Anielski’s metric also tracks social and cultural assets. “Trust and belonging factors, relationships, as well as language skills and understanding of the ceremony,” he said.

Next, natural capital. “It could be the land, its health, the integrity of the ecosystem, the watershed; how fragmented is it with respect to industrial development, what is the current timber stock? »

It also considers the collective memory of community elders and asks questions about plant, medicine and animal health.

Then there is built capital, the built assets on the land like infrastructure, housing, schools and recreational facilities.

Then, he creates geo-spatial maps of the territory; in the case of the Robinson Huron treaty, this map covers traditional treaty lands, approximately 18.5 million acres.

All of this taken together is the wellness balance sheet, Anielski said, a chance to then make decisions based on strengths and deficits.

These balance sheets can even help provide a more holistic view of where to spend to get a better return on investment.

“We ask people what they want in housing, not just what they need; then we build a capital plan based on that,” Anielski said.

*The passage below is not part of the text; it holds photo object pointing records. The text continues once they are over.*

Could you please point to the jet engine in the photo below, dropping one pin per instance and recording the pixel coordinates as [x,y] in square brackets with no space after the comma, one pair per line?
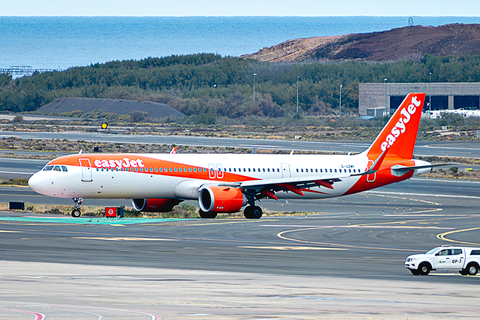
[155,205]
[221,199]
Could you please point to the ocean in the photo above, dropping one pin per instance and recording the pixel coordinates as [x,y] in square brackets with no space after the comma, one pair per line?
[64,42]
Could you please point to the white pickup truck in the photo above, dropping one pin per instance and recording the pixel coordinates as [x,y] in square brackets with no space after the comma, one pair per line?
[465,260]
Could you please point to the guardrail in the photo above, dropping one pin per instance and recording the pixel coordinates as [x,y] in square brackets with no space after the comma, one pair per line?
[24,70]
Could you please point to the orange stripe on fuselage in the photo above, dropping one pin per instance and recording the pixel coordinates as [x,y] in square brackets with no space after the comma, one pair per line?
[383,176]
[141,164]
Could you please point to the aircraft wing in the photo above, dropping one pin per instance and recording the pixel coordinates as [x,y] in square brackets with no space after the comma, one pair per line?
[268,187]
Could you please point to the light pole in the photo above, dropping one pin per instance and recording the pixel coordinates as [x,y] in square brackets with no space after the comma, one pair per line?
[385,92]
[430,93]
[254,87]
[340,104]
[298,77]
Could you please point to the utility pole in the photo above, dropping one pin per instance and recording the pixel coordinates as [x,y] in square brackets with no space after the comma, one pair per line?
[340,104]
[298,77]
[254,87]
[430,94]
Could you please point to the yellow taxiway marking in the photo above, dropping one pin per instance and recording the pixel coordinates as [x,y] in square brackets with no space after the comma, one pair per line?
[123,239]
[290,248]
[442,236]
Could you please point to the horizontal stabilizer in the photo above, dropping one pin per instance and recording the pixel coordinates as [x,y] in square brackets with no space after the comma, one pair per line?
[403,168]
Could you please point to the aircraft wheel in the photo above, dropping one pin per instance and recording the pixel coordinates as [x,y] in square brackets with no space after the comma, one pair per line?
[415,272]
[253,212]
[207,215]
[76,213]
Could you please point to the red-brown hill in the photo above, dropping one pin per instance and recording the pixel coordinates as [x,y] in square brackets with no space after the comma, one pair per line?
[408,43]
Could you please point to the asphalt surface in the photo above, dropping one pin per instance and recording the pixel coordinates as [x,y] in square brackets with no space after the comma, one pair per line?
[336,258]
[442,148]
[358,241]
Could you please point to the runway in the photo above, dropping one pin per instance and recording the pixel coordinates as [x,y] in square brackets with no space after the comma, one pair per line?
[344,261]
[331,259]
[423,148]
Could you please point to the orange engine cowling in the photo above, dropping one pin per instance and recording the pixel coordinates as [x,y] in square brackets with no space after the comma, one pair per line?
[221,199]
[155,205]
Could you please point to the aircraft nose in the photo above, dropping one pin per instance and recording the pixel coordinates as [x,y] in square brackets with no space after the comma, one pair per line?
[35,182]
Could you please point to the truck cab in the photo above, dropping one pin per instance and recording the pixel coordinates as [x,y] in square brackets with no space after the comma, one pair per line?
[464,259]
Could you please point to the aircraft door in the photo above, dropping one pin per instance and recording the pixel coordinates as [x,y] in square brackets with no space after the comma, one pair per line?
[285,170]
[86,169]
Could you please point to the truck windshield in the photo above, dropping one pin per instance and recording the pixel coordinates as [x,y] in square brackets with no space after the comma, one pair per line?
[433,251]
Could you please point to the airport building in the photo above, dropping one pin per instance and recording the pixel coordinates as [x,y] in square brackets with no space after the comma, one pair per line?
[377,99]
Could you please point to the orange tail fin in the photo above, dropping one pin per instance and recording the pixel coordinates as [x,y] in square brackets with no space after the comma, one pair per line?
[400,133]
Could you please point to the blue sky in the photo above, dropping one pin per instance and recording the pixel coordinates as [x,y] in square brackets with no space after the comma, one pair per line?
[240,8]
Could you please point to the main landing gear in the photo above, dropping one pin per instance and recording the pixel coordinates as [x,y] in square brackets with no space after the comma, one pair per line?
[76,213]
[253,212]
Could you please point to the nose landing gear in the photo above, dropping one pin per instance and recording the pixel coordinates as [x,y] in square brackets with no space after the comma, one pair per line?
[76,213]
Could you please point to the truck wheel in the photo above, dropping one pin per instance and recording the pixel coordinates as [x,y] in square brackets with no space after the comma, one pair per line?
[424,268]
[472,268]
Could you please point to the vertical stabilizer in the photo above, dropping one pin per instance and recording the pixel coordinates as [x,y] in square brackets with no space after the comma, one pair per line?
[400,133]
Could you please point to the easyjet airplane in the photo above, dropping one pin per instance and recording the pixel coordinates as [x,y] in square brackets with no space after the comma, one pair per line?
[226,183]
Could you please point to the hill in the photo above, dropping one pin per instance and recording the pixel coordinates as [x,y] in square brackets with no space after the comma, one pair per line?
[401,44]
[121,107]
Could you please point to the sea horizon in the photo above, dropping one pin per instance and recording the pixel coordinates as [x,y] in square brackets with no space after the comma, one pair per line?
[61,42]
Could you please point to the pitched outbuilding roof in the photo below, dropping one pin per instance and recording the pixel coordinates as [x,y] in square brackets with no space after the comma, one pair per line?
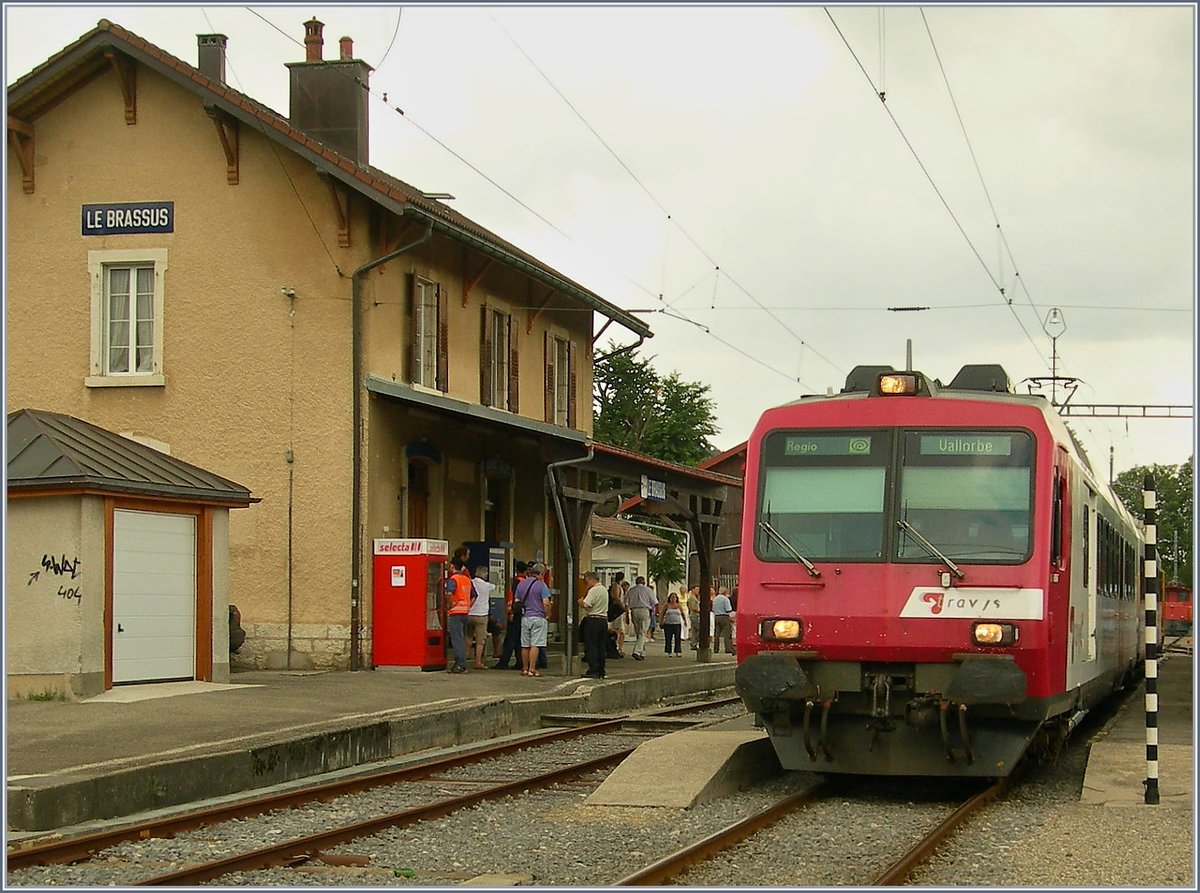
[89,57]
[623,532]
[52,451]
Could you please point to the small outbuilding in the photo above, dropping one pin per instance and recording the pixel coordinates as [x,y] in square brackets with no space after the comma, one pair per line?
[118,561]
[619,545]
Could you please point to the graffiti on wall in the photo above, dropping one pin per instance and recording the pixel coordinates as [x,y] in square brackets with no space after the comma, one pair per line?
[58,567]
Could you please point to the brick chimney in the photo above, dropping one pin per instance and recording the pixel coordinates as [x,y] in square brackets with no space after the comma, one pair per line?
[329,99]
[210,51]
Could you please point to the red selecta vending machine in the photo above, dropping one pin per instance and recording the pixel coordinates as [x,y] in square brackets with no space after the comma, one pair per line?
[408,627]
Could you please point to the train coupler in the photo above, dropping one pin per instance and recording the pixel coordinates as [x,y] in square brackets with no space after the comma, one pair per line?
[943,708]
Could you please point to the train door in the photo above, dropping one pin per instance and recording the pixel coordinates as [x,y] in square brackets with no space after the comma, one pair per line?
[1085,597]
[1091,569]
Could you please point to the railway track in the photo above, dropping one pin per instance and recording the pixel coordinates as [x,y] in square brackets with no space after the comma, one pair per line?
[72,850]
[671,868]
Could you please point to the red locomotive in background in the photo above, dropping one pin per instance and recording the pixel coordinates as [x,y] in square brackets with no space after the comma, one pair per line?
[1176,610]
[933,577]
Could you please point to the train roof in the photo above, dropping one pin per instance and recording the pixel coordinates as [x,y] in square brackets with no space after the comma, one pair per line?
[977,382]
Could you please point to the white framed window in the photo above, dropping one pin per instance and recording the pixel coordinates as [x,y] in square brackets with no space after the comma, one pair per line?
[126,317]
[498,361]
[429,346]
[562,385]
[499,358]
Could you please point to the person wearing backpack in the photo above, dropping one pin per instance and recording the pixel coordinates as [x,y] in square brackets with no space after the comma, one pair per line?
[511,649]
[535,601]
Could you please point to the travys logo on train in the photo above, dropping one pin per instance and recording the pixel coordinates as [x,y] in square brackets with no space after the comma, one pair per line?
[975,603]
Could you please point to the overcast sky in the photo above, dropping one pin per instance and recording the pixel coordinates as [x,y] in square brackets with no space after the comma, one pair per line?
[733,172]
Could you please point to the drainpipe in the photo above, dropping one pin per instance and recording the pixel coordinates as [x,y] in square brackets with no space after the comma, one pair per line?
[568,654]
[357,462]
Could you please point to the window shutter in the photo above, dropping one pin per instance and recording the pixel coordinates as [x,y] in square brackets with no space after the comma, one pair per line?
[443,373]
[485,359]
[549,355]
[570,378]
[514,378]
[413,351]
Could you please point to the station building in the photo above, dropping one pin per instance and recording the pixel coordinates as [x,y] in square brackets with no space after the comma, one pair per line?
[245,292]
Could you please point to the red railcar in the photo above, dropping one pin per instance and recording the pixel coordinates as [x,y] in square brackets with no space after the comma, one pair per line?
[933,576]
[1176,610]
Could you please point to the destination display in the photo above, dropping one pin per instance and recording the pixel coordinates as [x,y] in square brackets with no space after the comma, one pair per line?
[965,444]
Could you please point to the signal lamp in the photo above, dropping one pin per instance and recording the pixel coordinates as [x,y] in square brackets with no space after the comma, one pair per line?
[781,630]
[994,634]
[899,383]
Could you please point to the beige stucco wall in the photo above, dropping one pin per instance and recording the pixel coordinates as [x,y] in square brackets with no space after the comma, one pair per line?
[257,384]
[54,645]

Manitowabi said continuing consultations with Anielski will help Robinson Huron treaty members make better decisions for their communities.

“I think it will mean movement towards community well-being,” he said. “Every day our members travel through these urban centers and see a number of services that are not available in their own communities. Sagamok residents travel to Espanola for medical services; paramedics, firefighters and even infrastructure services, such as sidewalks and adequate streetlights. Not to mention recreational facilities like playgrounds and parks.

He also said that includes schools and drinking water.

“It’s 2022 and it’s still a big deal,” Manitowabi said. “Clean water, equal funding for education and health services, and access to health and mental health services.”